Gesetzt das Szenario von zwei Strompreiszonen würde Realität werden, könnte dies für einen Teil der Verbraucher teuer werden. Die Börsenstrompreise in Süddeutschland könnten um bis zu sechs Euro pro Megawattstunde steigen – insgesamt könnte die deutsche Stromversorgung pro Jahr um gut 600 Millionen Euro teurer werden. Das ergaben Berechnungen des deutschen Netzbetreibers 50 Hertz. Ob die Bundesregierung diesen massiven Anstieg der Strompreise tatsächlich riskieren würde, bleibt fraglich.

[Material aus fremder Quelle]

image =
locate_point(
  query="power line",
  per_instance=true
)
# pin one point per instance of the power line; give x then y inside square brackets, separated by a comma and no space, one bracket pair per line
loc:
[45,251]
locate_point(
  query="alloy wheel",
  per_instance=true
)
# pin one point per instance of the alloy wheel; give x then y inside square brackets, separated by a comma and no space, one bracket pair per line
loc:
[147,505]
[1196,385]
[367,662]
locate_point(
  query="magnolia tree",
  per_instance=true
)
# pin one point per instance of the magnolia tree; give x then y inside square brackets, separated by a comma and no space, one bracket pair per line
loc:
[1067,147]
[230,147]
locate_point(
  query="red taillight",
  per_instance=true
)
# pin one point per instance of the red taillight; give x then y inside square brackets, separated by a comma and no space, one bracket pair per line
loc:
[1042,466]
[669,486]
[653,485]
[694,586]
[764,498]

Ineffizienzen durch Redispatch-Maßnahmen

Sollten keine neuen Stromtrassen gebaut werden, werden künftig wohl immer mehr sogenannte Redispatch-Maßnahmen notwendig. Dabei handelt es sich um Eingriffe in das Stromnetz, um Überlastungen in den Leitungen zu vermeiden. Wird etwa in Norddeutschland übermäßig viel Energie über Windstromanlagen in das Stromnetz geleitet, müssen Betreiber der Übertragungsnetzwerke die Stromproduzenten im Norden anweisen, weniger Elektrizität einzuspeisen. Im Gegenzug müssen Stromproduzenten im Süden ihre Produktion steigern. Dadurch entstehen Ineffizienzen und Versorgungsengpässe. „Spiegel Online“ beruft sich auf unveröffentlichte Zahlen der Bundesnetzagentur, die zeigen, dass das Gesamtvolumen von Redispatch-Maßnahmen 2014 bei 5.131 Gigawattstunden lag. Dies entspricht etwa dem jährlichen Stromverbrauch von gut 1,4 Millionen vierköpfigen Familien. Neue Stromtrassen könnten Redispatch-Maßnahmen verhindern und Ineffizienzen entgegenwirken.

Lösung bis Juni angepeilt

Ohne das Einlenken Bayerns beim Stromtrassenbau rückt eine Aufspaltung des deutschen Strommarkts immer mehr in den Bereich des Möglichen. Im Umfeld der Bundesregierung ist dabei die Rede von einem „sehr realen Szenario“. Auch die EU hat sich bereits zu den Diskussionen um den Stromtrassenbau geäußert und sich für den Bau neuer Leitungen ausgesprochen, um einem geteilten deutschen Strommarkt entgegenzuwirken. Bis Juni soll eine Lösung im Streit mit der bayerischen Landesregierung gefunden werden.